Segmentation Basics for GPI Holding
Tatia Gadrani, IBSU, Marketing
Glocalization (a portmanteau of globalization and localization) is the “simultaneous occurrence of both universalizing and particularizing tendencies in contemporary social, political, and economic systems.” The notion of glocalization “represents a challenge to simplistic conceptions of globalization processes as linear expansions of territorial scales. Glocalization indicates that the growing importance of continental and global levels is occurring together with the increasing salience of local and regional levels.”
Companies deciding to market their products in different countries typically have a choice of three common strategies to pursue. The first is the straight product extension. This means taking the company’s current products and selling them in other countries without making changes to the product. The advantages of this strategy are that the company doesn’t need to invest in new research, development, or manufacturing. Changes may be made in packaging and labeling, but these are driven by local regulatory requirements. The disadvantages, however, are that its products may not be well suited to local needs and that the products may be more costly
The second strategy is product adaptation and refers to modifying the company’s existing product in a way that makes it fit better with local needs. For example, when Procter & Gamble (P&G) introduced Tide laundry detergent in emerging markets like India, it changed the formulation to remove softeners. The reformulated Tide cost less than the original Tide. This change was important because price was an important factor in India where income levels were lower. Indian consumers were more able to afford the reformulated Tide.

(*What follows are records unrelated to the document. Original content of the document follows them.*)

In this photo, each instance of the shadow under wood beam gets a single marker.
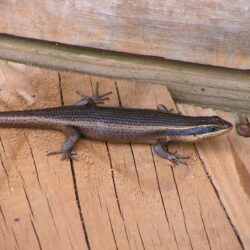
(205, 85)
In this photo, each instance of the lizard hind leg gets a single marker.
(73, 136)
(93, 100)
(161, 150)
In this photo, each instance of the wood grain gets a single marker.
(115, 196)
(227, 163)
(222, 88)
(206, 32)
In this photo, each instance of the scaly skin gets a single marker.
(123, 125)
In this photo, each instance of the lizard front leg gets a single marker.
(73, 136)
(161, 150)
(92, 100)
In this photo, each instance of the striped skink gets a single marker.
(124, 125)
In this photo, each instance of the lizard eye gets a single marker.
(213, 129)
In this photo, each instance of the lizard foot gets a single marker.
(93, 100)
(67, 155)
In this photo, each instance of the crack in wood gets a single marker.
(36, 234)
(15, 238)
(4, 219)
(50, 210)
(34, 161)
(79, 205)
(136, 170)
(176, 242)
(204, 226)
(69, 239)
(112, 229)
(4, 168)
(183, 214)
(139, 231)
(60, 88)
(29, 204)
(159, 189)
(116, 194)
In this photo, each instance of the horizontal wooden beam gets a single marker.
(214, 32)
(227, 89)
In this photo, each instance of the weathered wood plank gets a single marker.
(210, 86)
(206, 32)
(227, 163)
(38, 208)
(137, 189)
(114, 196)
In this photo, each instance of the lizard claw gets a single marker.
(93, 100)
(67, 155)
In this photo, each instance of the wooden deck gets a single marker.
(120, 196)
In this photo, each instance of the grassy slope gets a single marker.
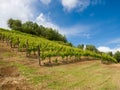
(88, 75)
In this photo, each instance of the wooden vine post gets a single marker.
(27, 48)
(39, 55)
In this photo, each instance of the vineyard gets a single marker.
(44, 49)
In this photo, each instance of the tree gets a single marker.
(117, 56)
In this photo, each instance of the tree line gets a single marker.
(35, 29)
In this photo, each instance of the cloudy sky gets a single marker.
(94, 22)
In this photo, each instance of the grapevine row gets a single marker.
(44, 48)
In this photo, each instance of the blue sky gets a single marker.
(95, 22)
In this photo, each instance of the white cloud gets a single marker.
(75, 30)
(104, 49)
(46, 2)
(115, 41)
(79, 4)
(107, 49)
(17, 9)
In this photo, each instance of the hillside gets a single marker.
(46, 51)
(19, 72)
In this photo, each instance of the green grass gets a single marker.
(86, 76)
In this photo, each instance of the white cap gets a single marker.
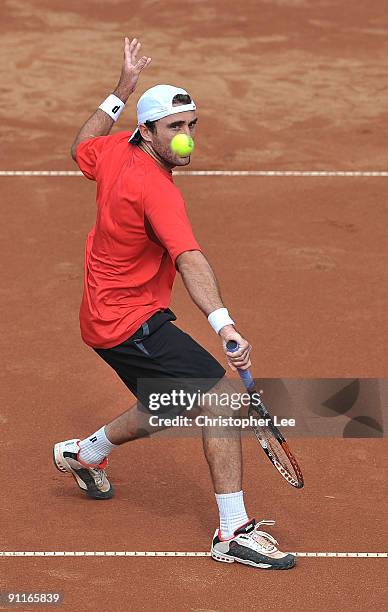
(156, 103)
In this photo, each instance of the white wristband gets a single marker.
(112, 106)
(219, 318)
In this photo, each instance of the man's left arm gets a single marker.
(100, 123)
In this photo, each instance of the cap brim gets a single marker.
(135, 133)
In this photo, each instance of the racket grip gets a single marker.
(245, 375)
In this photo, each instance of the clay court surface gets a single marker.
(302, 262)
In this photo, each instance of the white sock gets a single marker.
(95, 447)
(232, 513)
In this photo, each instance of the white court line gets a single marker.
(57, 553)
(325, 173)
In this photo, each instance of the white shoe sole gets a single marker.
(63, 466)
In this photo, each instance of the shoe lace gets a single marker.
(98, 475)
(263, 541)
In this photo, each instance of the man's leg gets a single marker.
(222, 448)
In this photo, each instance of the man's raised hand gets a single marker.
(131, 69)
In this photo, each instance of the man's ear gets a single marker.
(145, 133)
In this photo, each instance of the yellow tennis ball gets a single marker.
(182, 145)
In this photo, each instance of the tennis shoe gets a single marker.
(91, 479)
(251, 546)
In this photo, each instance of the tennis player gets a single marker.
(142, 236)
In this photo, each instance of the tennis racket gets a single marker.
(271, 440)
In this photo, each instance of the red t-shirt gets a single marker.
(141, 228)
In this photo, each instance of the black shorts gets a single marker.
(159, 358)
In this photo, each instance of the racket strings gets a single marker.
(280, 457)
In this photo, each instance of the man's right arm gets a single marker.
(100, 123)
(202, 286)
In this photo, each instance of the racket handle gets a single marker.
(245, 375)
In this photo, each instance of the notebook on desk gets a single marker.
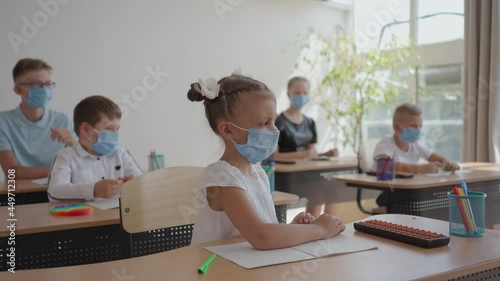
(248, 257)
(105, 204)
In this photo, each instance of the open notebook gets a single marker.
(248, 257)
(105, 204)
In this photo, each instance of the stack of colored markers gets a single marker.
(465, 208)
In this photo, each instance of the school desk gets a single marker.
(426, 195)
(463, 259)
(315, 173)
(26, 192)
(43, 240)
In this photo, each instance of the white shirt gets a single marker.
(74, 172)
(415, 151)
(213, 225)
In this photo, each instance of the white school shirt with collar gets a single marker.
(415, 151)
(213, 225)
(74, 172)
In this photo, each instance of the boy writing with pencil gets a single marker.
(95, 167)
(405, 147)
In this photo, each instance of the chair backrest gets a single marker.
(366, 154)
(159, 199)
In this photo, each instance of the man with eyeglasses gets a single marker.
(31, 134)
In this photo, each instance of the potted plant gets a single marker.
(350, 83)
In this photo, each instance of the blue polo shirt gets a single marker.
(30, 141)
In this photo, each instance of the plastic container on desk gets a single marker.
(467, 214)
(268, 166)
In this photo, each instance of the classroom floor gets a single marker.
(348, 211)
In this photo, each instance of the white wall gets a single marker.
(105, 47)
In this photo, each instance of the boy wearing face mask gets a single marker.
(95, 167)
(32, 134)
(405, 147)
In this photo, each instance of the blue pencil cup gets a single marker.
(269, 169)
(386, 168)
(156, 162)
(467, 214)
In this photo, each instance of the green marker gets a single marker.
(204, 267)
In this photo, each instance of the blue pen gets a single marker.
(463, 184)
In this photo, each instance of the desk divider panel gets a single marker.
(64, 248)
(490, 274)
(26, 198)
(433, 202)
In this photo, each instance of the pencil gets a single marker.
(204, 267)
(469, 207)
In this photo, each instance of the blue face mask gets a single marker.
(298, 101)
(259, 146)
(107, 142)
(410, 135)
(39, 97)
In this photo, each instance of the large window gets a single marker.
(436, 28)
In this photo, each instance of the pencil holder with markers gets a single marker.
(467, 214)
(156, 161)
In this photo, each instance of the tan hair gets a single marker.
(297, 79)
(25, 65)
(231, 88)
(406, 109)
(90, 109)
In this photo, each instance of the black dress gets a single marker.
(295, 138)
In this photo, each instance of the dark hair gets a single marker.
(406, 109)
(28, 64)
(90, 109)
(230, 90)
(296, 79)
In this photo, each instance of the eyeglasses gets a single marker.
(37, 84)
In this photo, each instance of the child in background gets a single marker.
(234, 192)
(95, 167)
(297, 141)
(405, 147)
(32, 134)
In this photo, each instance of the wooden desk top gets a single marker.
(35, 218)
(477, 173)
(313, 165)
(283, 198)
(391, 261)
(23, 186)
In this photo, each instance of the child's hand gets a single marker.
(126, 178)
(62, 135)
(303, 218)
(331, 225)
(450, 166)
(430, 168)
(107, 188)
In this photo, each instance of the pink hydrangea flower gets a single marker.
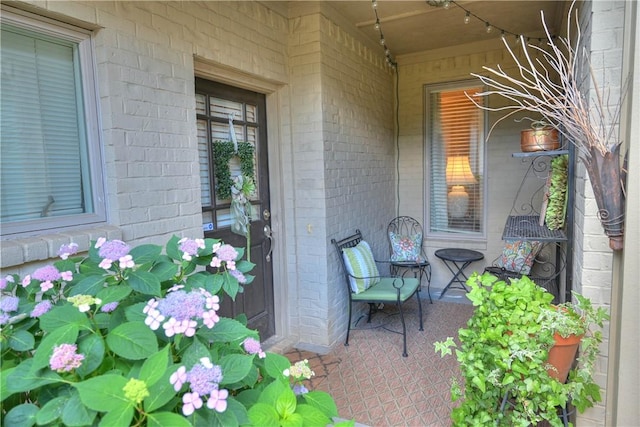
(218, 400)
(65, 358)
(191, 402)
(126, 262)
(41, 308)
(227, 253)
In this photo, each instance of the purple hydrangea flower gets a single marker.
(189, 247)
(227, 253)
(46, 274)
(109, 307)
(9, 304)
(4, 318)
(65, 358)
(204, 377)
(66, 250)
(182, 305)
(238, 275)
(299, 389)
(41, 308)
(218, 400)
(113, 250)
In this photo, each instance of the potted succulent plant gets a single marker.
(504, 354)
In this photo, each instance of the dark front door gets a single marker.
(216, 104)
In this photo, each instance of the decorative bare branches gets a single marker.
(548, 84)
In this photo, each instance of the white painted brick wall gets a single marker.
(144, 54)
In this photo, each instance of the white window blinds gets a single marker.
(455, 146)
(43, 146)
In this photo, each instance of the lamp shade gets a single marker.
(458, 171)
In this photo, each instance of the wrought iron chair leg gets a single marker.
(420, 311)
(346, 342)
(404, 328)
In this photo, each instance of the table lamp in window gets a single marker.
(458, 175)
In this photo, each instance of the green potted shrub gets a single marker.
(504, 354)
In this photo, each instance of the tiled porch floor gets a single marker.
(372, 383)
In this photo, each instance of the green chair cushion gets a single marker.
(384, 291)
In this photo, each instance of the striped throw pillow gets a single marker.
(361, 264)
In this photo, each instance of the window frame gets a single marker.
(90, 98)
(481, 235)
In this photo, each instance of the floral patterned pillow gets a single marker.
(518, 256)
(405, 248)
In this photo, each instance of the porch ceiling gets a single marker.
(415, 26)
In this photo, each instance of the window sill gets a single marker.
(23, 250)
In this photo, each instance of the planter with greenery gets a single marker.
(504, 351)
(131, 336)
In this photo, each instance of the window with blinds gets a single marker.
(47, 176)
(455, 134)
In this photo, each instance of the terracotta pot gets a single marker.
(540, 138)
(561, 356)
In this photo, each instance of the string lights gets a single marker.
(489, 27)
(377, 26)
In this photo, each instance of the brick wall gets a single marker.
(504, 173)
(602, 23)
(344, 171)
(144, 55)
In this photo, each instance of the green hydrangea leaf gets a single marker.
(144, 282)
(114, 293)
(93, 348)
(90, 285)
(75, 413)
(62, 316)
(161, 392)
(22, 415)
(132, 340)
(322, 401)
(118, 418)
(312, 415)
(264, 415)
(21, 341)
(154, 367)
(226, 330)
(52, 410)
(164, 419)
(145, 253)
(104, 393)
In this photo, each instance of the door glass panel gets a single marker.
(222, 108)
(201, 104)
(251, 113)
(223, 218)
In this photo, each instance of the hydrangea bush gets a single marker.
(131, 336)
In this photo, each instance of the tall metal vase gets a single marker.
(607, 180)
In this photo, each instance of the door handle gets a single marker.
(268, 234)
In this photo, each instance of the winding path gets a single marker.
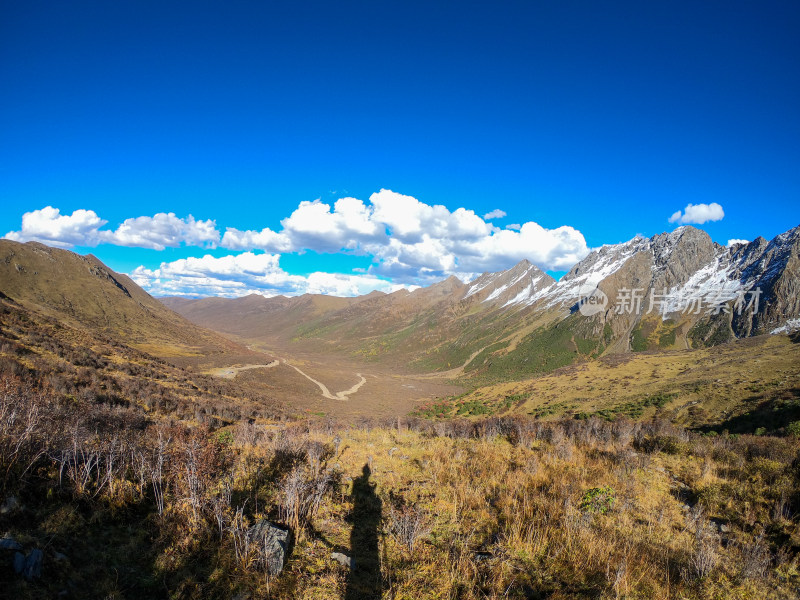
(324, 389)
(231, 372)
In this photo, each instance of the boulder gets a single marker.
(30, 566)
(273, 543)
(344, 560)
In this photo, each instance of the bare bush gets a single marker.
(408, 524)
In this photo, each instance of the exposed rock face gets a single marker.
(520, 284)
(30, 566)
(273, 543)
(688, 290)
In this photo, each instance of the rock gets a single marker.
(29, 566)
(9, 506)
(344, 560)
(273, 541)
(10, 544)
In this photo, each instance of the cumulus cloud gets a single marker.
(414, 242)
(164, 230)
(697, 214)
(49, 226)
(410, 243)
(83, 228)
(248, 273)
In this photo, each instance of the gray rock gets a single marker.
(273, 542)
(344, 560)
(10, 544)
(10, 505)
(29, 566)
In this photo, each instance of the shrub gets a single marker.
(598, 500)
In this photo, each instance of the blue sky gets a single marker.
(584, 122)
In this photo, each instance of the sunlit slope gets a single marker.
(82, 291)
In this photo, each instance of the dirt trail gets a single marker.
(324, 389)
(452, 372)
(231, 372)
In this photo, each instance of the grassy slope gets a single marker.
(739, 386)
(85, 293)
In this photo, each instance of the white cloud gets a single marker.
(697, 214)
(49, 226)
(164, 230)
(409, 241)
(414, 242)
(733, 242)
(83, 228)
(248, 273)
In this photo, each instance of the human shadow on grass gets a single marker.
(364, 581)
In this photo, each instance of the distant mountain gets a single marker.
(673, 290)
(81, 291)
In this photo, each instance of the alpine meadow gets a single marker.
(399, 301)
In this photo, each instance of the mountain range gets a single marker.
(675, 290)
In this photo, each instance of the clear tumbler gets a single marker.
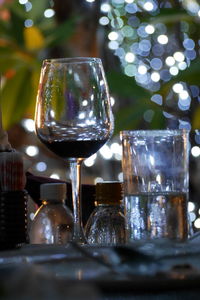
(155, 170)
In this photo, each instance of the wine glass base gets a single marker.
(78, 235)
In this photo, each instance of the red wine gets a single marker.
(76, 149)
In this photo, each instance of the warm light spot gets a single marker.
(162, 39)
(130, 57)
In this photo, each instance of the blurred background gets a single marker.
(150, 52)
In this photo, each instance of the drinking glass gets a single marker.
(73, 117)
(155, 169)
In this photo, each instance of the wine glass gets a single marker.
(73, 117)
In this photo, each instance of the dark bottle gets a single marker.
(106, 224)
(53, 221)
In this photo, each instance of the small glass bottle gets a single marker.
(106, 224)
(53, 221)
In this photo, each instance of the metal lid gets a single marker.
(109, 192)
(53, 191)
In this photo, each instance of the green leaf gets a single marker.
(15, 97)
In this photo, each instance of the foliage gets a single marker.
(22, 50)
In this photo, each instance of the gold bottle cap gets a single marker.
(109, 192)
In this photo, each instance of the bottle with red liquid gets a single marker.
(106, 224)
(53, 221)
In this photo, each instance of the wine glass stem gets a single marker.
(75, 173)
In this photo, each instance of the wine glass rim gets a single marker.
(72, 60)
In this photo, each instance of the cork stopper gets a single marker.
(109, 192)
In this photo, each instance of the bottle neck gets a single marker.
(52, 201)
(107, 203)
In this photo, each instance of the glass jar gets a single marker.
(106, 224)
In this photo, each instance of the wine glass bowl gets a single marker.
(73, 116)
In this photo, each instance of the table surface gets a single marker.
(138, 271)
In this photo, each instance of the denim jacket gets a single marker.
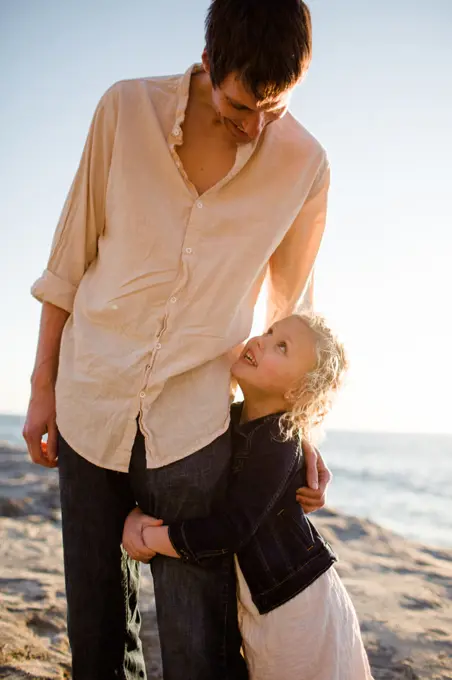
(279, 550)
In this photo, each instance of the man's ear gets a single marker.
(205, 61)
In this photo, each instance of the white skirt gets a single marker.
(314, 636)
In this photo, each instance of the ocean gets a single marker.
(401, 481)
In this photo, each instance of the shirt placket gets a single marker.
(194, 228)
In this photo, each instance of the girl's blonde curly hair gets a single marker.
(311, 398)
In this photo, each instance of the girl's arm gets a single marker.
(157, 539)
(254, 490)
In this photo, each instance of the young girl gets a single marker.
(295, 616)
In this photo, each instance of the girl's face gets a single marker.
(275, 362)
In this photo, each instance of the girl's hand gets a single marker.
(132, 536)
(309, 497)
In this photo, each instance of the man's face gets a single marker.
(241, 113)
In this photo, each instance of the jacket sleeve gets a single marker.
(291, 265)
(82, 220)
(252, 494)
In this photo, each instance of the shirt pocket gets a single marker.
(298, 527)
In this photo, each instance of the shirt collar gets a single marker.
(244, 151)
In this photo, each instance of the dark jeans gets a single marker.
(196, 608)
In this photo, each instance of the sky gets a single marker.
(379, 98)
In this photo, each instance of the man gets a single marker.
(190, 190)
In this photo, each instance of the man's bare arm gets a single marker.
(41, 417)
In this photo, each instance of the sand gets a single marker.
(402, 590)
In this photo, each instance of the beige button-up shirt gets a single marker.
(160, 282)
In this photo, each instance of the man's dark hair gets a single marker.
(267, 42)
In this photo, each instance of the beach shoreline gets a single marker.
(401, 589)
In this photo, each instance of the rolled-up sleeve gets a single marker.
(82, 220)
(291, 265)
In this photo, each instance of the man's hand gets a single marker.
(132, 537)
(313, 496)
(41, 420)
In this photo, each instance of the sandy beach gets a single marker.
(402, 590)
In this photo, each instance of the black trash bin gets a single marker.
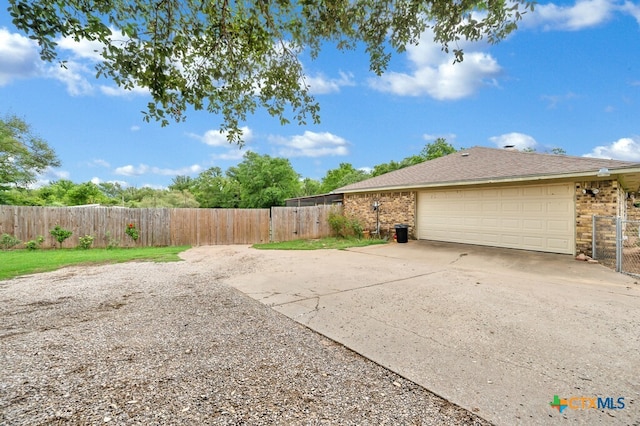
(402, 233)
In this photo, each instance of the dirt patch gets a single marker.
(146, 343)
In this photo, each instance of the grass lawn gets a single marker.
(14, 263)
(323, 243)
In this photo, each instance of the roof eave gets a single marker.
(517, 179)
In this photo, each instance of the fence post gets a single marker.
(619, 244)
(593, 237)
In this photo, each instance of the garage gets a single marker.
(531, 217)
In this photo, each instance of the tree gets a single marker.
(344, 175)
(181, 183)
(264, 181)
(168, 199)
(309, 187)
(85, 193)
(231, 58)
(213, 189)
(22, 154)
(439, 148)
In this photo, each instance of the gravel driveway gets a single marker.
(145, 343)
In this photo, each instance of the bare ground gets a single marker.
(146, 343)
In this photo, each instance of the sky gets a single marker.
(568, 78)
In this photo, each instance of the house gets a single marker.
(499, 197)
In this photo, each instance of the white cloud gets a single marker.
(72, 76)
(623, 149)
(632, 9)
(117, 91)
(520, 141)
(218, 138)
(449, 137)
(232, 154)
(311, 144)
(99, 163)
(84, 49)
(143, 169)
(48, 176)
(554, 100)
(321, 85)
(18, 57)
(583, 14)
(434, 74)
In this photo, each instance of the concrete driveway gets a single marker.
(499, 332)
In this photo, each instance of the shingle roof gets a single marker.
(486, 164)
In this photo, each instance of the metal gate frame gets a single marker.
(622, 235)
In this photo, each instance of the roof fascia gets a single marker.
(590, 174)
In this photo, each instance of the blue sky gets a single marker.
(569, 77)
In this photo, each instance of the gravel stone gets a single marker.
(169, 343)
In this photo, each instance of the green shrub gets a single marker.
(35, 244)
(8, 241)
(344, 227)
(132, 231)
(85, 242)
(60, 234)
(111, 242)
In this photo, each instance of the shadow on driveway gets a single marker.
(497, 331)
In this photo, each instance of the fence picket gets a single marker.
(164, 227)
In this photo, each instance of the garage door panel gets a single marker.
(538, 217)
(533, 225)
(489, 222)
(559, 226)
(559, 207)
(534, 191)
(510, 223)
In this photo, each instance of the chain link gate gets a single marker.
(630, 233)
(616, 244)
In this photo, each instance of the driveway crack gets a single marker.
(357, 288)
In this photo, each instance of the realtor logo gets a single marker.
(559, 404)
(585, 403)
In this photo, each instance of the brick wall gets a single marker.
(400, 207)
(395, 208)
(633, 212)
(605, 203)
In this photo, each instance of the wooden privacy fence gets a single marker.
(166, 227)
(294, 223)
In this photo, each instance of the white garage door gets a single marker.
(537, 217)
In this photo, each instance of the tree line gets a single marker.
(258, 181)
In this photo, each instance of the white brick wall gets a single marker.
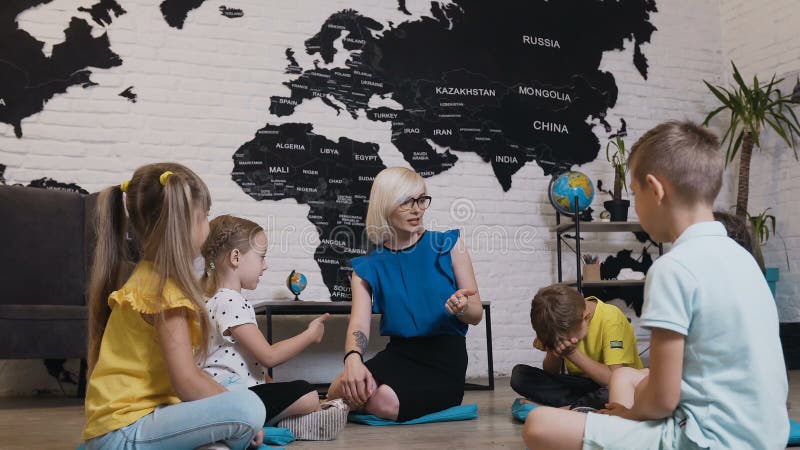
(204, 90)
(762, 39)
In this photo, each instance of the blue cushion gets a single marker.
(520, 410)
(794, 433)
(272, 436)
(461, 412)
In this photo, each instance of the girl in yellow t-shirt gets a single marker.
(148, 326)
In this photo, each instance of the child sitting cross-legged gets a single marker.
(235, 258)
(590, 337)
(717, 377)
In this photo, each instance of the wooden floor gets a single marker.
(56, 423)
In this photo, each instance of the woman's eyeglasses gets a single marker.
(422, 202)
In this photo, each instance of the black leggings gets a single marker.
(426, 373)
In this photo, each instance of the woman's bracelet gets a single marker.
(350, 353)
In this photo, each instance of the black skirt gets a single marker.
(426, 373)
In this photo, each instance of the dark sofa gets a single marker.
(46, 237)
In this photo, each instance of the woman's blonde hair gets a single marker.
(391, 187)
(227, 233)
(162, 219)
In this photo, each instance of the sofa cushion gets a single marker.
(44, 257)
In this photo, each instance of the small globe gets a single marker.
(565, 187)
(296, 282)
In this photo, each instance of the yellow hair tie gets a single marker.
(163, 178)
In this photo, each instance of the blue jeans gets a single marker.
(233, 417)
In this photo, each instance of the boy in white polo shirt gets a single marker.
(717, 377)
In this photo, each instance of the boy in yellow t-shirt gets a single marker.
(590, 337)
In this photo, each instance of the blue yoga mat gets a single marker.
(520, 410)
(272, 436)
(461, 412)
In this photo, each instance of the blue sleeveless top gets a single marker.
(410, 286)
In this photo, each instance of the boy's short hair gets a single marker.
(686, 155)
(737, 227)
(556, 310)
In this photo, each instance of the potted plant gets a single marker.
(761, 226)
(752, 109)
(617, 155)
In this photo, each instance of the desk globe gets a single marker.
(296, 282)
(565, 187)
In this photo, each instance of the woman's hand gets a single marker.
(458, 303)
(357, 382)
(317, 327)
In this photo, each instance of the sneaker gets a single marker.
(322, 425)
(584, 409)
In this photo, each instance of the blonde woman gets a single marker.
(423, 285)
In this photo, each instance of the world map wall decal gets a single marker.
(514, 82)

Another way to localize a product is through packaging. Locally appropriate packaging doesn’t just mean using the country’s language. It also means creating packaging sizes that suit the country. For example, a company wanting to make its products more economical to less-wealthy countries may be tempted to sell larger, economy-sized packaging. But emerging-market consumers often prefer smaller package sizes, even if that increases the cost-per-use. They tend to buy sachets of shampoo rather than economy-size bottles. These smaller sizes are also easier to transport to local villages or to store in smaller-sized homes.
If we consider the global transformation of GPI Holding and its services, we should start talking about expanding the boundaries of these services. On the example of Georgia, this will be the withdrawal of GPI Holding insurance at the international level, it means that if the holding insurance affects the holding services and products in all countries, it will become global.
The four main types of market segmentation are:
- Demographic segmentation: age, gender, education, marital status, race, religion, etc.
- Psychographic segmentation: values, beliefs, interests, personality, lifestyle, etc.
- Behavioral segmentation: purchasing or spending habits, user status, brand interactions, etc.
- Geographic Areas: neighborhood, area code, city, region, country, etc.
Demographic segmentation is about understanding the makeup of your audience and drilling down to create a number of audience groups according to things like age, location, socioeconomic background, and family situation.
It helps businesses to show the right advertising to the right people
Psychographic segmentation is defined as a market segmentation technique where groups are formed according to psychological traits that influence consumption habits drawn from people’s lifestyle and preferences. It is mainly conducted on the basis of “how” people think and “what” do they aspire their life to be.
Any organization which intends to understand their consumers’ thought process can divide their target market according to this segmentation method. Psychographic market segmentation is one of the most effective segmentation methods other than demographic segmentation, geographic segmentation, and behavioral segmentation.
Segmentation has always been a key component of the most effective marketing strategies. Dividing customers into smaller groups based on their needs and actions ensures you are best placed to efficiently solve their problems and in turn, sell more of your products.
Whilst understanding information such as your average customer’s location, age, and gender are essential first steps to begin addressing those needs, sometimes it is necessary to go one step further.
Leveraging other useful customer metrics like behavioral data can help you identify how your customers interact with your business. For example, behavioral segmentation can answer questions like How many times they visit your online store before purchasing?; or Which promotional message – a discount code or a free shipping guarantee – is more likely to nudge them towards a higher-value purchase?
Geographic segmentation is a common strategy when you serve customers in a particular area, or when your broad target audience has different preferences based on where they are located. It involves grouping potential customers by country, state, region, city or even neighborhood. This marketing approach is common for small businesses that serve a wide demographic customer base in a local or regional territory.